Fresh Veggies

Fresh Veggies
great produce=Great eating

Wednesday, October 28, 2015

Fairytale Pumpkin roasted with walnuts and dried cranberries with Brussels sprouts; Tomato soup, Pumpkin and cinnamon soup; Roasted spaghetti squash gratin; Zucchini-Asian Eggplant sauce; Babaganoushe using own grown eggplants..from garden to pan in less than 3 mins..& not all Pumpkins are carved..PHOTOS of Prep for tomorrow's Deliveries



2 weeks in the California sunshine (on my front porch step) has caused some of the inside seeds to sprout, and has added to the sweetness of the pumpkin.

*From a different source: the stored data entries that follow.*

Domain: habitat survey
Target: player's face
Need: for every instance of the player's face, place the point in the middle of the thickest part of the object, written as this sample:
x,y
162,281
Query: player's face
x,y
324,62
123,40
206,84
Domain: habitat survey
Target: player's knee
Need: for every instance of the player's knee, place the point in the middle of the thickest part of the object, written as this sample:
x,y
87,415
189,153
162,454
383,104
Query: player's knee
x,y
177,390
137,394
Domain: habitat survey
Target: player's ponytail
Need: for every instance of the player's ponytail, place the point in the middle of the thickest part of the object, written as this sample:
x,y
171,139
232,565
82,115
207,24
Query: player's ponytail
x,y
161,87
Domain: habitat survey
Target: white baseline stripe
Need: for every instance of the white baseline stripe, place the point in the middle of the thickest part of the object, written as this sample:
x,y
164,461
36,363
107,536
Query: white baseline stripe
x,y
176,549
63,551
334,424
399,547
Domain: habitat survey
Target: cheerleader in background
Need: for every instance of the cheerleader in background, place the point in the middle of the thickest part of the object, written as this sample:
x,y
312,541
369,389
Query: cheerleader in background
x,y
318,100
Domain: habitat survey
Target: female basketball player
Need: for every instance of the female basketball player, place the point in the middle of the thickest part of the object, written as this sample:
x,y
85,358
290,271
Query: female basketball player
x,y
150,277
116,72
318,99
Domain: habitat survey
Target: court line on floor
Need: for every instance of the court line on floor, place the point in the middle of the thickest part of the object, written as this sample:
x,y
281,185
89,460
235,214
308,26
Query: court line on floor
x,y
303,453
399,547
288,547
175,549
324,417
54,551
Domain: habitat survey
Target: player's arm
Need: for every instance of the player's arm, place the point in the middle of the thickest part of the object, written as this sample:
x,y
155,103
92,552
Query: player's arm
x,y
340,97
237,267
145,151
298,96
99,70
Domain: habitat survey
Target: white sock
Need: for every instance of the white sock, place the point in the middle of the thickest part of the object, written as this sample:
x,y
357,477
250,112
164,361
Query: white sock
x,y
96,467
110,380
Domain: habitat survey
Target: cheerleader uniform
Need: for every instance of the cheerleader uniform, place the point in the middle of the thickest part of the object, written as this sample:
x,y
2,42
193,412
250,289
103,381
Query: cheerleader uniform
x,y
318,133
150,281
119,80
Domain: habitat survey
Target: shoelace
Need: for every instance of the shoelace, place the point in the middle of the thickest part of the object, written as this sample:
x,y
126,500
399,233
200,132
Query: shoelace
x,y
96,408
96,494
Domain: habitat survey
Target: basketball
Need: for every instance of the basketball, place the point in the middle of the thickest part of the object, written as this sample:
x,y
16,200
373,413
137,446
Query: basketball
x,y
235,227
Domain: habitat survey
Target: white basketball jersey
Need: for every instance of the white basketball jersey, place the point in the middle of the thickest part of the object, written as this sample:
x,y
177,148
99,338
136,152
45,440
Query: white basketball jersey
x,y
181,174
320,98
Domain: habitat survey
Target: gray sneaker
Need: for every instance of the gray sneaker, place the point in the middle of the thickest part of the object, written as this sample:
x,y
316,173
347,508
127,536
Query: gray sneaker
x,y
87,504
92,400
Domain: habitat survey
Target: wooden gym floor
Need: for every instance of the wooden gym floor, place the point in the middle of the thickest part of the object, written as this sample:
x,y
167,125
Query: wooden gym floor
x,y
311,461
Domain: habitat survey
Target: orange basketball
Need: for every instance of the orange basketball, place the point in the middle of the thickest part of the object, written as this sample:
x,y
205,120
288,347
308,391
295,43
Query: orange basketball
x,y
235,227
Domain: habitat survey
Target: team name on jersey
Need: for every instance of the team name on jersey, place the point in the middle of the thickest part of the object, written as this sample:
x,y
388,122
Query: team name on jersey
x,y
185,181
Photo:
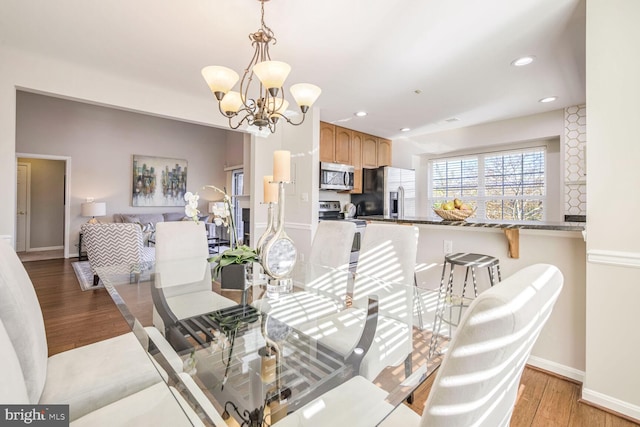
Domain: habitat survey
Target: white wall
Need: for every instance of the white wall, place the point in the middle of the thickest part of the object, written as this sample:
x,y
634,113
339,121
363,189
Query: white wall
x,y
613,242
301,197
24,70
101,142
519,129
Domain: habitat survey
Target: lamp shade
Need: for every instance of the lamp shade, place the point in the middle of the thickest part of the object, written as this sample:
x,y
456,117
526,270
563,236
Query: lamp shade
x,y
93,209
219,79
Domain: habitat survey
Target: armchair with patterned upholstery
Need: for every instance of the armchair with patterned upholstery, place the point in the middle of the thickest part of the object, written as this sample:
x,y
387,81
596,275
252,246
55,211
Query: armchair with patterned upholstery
x,y
113,244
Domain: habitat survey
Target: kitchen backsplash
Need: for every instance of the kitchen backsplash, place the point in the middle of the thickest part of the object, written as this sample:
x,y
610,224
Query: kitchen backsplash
x,y
575,171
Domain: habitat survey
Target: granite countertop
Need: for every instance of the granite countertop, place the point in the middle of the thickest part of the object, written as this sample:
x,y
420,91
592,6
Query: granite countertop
x,y
528,225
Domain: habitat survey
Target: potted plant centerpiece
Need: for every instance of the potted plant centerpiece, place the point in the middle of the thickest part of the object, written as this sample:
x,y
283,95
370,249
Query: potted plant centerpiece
x,y
232,263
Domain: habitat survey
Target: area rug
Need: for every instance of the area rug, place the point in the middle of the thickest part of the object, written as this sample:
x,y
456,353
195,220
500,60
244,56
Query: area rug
x,y
85,276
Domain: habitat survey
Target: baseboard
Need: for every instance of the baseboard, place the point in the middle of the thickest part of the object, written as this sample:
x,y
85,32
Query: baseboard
x,y
611,403
45,248
617,258
556,368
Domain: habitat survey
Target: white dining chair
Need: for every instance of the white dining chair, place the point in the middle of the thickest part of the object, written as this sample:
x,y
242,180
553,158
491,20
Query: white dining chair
x,y
478,380
86,378
183,272
325,278
385,270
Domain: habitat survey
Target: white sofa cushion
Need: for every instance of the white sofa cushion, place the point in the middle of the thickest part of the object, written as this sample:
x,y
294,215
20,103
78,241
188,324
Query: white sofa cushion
x,y
12,387
95,375
20,312
153,406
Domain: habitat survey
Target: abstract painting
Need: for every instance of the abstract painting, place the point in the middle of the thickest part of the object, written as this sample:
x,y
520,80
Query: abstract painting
x,y
158,181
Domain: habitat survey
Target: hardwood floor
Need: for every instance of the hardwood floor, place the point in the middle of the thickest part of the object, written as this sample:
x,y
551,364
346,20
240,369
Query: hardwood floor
x,y
74,318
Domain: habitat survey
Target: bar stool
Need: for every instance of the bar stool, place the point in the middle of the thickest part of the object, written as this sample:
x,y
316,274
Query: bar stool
x,y
445,294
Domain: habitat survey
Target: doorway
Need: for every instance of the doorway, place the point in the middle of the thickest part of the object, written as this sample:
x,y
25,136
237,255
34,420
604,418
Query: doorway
x,y
43,208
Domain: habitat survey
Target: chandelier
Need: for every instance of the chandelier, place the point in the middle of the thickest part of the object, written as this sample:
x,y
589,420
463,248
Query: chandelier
x,y
268,106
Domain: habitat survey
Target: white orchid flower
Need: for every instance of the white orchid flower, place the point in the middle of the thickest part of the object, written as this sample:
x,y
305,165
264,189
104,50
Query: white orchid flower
x,y
191,211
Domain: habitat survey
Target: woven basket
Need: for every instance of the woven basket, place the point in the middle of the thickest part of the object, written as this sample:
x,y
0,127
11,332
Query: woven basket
x,y
454,214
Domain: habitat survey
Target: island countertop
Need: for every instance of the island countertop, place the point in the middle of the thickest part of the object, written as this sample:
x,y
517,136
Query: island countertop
x,y
525,225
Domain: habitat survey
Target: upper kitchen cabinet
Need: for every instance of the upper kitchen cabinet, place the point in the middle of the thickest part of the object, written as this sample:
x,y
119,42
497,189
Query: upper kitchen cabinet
x,y
350,147
343,146
335,144
327,142
369,152
356,158
384,152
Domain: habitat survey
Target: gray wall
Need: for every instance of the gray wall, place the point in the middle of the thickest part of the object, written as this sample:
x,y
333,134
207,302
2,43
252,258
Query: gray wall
x,y
101,142
47,203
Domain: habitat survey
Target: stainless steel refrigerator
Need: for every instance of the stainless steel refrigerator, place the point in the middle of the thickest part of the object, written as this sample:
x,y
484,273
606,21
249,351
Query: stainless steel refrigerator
x,y
387,191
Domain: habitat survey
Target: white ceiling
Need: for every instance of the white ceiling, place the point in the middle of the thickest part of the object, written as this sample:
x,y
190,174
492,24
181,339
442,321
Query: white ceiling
x,y
369,55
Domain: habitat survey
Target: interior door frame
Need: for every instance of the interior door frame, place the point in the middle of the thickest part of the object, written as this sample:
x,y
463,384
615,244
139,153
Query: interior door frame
x,y
27,216
67,191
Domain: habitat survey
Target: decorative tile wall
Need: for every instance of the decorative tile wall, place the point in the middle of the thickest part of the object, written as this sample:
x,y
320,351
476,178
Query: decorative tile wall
x,y
575,171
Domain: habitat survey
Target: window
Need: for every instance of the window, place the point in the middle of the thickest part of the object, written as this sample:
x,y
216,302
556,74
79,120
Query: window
x,y
237,189
508,185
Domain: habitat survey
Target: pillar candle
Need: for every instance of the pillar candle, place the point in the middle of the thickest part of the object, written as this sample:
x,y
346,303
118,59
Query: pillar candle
x,y
270,190
282,166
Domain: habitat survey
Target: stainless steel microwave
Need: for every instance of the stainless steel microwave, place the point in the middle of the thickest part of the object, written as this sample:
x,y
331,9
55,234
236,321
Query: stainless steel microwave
x,y
335,176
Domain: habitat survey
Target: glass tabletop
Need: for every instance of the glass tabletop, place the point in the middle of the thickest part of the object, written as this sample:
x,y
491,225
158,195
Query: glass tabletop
x,y
258,354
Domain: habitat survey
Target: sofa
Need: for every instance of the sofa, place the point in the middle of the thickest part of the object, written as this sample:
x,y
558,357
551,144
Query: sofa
x,y
116,244
148,221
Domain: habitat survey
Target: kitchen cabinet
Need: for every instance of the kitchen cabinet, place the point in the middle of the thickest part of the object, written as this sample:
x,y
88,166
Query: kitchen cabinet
x,y
342,150
335,144
369,152
356,158
350,147
384,152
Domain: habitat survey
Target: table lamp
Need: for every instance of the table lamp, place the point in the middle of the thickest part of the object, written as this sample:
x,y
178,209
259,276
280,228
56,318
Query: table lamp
x,y
94,209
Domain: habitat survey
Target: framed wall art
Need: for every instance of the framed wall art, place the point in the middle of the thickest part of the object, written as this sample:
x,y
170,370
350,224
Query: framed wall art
x,y
158,181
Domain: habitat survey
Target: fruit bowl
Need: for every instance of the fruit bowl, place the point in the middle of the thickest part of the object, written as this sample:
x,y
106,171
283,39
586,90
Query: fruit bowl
x,y
454,214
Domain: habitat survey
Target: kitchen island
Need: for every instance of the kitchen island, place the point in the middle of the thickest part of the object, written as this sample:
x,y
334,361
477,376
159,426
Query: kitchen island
x,y
560,347
525,225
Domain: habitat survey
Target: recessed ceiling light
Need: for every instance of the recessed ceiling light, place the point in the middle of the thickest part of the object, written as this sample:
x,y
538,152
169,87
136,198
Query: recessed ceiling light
x,y
521,62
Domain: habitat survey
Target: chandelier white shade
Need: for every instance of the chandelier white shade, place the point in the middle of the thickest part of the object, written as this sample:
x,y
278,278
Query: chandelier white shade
x,y
265,105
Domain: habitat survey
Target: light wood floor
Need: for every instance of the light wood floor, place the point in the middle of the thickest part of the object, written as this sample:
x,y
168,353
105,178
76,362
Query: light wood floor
x,y
74,318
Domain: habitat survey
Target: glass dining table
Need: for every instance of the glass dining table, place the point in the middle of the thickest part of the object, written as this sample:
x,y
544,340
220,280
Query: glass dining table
x,y
256,355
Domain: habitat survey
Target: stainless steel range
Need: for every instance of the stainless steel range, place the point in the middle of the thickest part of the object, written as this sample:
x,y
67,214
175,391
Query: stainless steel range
x,y
330,211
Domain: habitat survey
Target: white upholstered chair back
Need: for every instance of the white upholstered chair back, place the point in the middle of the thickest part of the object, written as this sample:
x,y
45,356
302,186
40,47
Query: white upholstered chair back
x,y
332,244
20,312
178,242
13,389
388,255
331,247
183,272
387,258
478,380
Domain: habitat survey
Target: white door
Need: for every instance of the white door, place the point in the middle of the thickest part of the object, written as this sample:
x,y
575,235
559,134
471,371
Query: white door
x,y
22,213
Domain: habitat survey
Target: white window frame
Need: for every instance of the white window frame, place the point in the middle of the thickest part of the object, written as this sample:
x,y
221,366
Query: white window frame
x,y
481,199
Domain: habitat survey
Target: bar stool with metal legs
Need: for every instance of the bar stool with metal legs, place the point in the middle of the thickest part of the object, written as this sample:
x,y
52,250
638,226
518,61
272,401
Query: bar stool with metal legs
x,y
445,293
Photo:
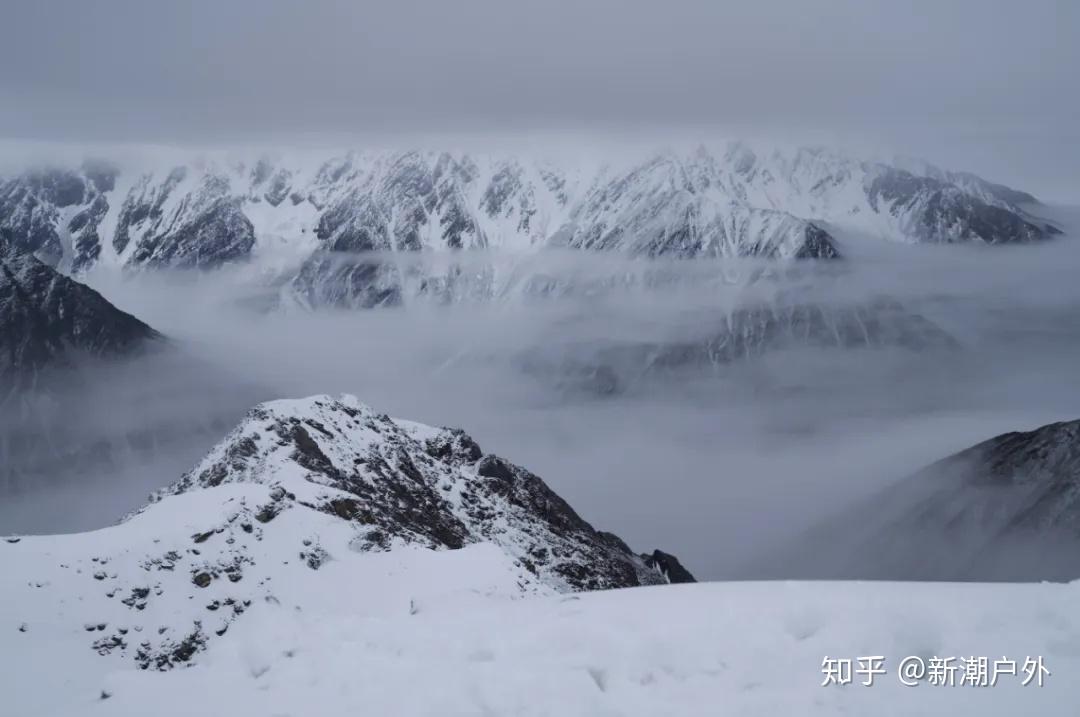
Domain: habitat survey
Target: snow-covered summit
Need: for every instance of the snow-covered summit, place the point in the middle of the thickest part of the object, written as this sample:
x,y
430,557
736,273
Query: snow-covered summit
x,y
299,486
729,200
401,482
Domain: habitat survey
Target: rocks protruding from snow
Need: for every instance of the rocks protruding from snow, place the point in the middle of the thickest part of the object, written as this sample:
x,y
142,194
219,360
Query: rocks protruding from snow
x,y
664,207
184,220
308,503
669,566
723,201
55,213
404,483
932,210
48,320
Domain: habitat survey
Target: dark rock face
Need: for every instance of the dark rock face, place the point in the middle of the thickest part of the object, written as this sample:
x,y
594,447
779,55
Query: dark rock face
x,y
943,213
669,566
48,320
1007,509
406,483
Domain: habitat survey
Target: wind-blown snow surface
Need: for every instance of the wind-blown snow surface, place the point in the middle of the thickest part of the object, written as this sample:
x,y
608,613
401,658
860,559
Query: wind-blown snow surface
x,y
466,632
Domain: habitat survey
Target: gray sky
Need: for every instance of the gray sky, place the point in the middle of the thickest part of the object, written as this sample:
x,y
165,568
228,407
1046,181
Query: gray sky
x,y
981,84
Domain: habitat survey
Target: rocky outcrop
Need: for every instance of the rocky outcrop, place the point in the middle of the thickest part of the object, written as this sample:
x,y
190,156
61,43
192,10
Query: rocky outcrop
x,y
404,483
184,222
932,210
1006,509
727,201
50,321
308,496
55,213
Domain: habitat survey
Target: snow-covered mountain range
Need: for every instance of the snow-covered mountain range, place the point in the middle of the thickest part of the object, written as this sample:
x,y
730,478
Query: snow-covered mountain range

One half  of this pumpkin (weighs 10 pounds) I am roasting whole for use at Thanksgiving in my pumpkin pies





Pasta sauce base made with own grown Asian eggplants. own grown peppers, onions, garlic and white wine, will add a tomato sauce, chopped zucchini and cook slowly for 1 hour..to be served with cooked pasta at client's home

These pumpkins have now become my all time faves..very deep colors and sweet flavors, and lots of flesh for recipes

Roasted Pumpkin with walnuts, dried cranberries and cinnamon..later will add cooked sprouts with fresh rosemary, sage, onions and garlic

Baked/roasted spaghetti squash for the gratin

Stewing the tomatoes for the gratin

Layers of cooked spaghetti squash, cheese, stewed tomatoes and basil to be baked at client's home

Chickpea and white eggplant dip

Pumpkin soup

Vegan cream of tomato soup, this one made with cashew milk

The completed roasted pumpkin with Brussels sprouts, walnuts and dried cranberries will be served with steamed quinoa


I love this time of year, where most of the fresh vegetables are naturally orange, such a happy color.
Usually in Southern California it is cooler, but as has become the norm now, we are headed for another heatwave.

These dishes are perfect for any type of weather as the soups are great served at room temp or even chilled, and the roasted pumpkin and squash gratins go well with any green salad or, my fave a crisp green apple and cabbage slaw.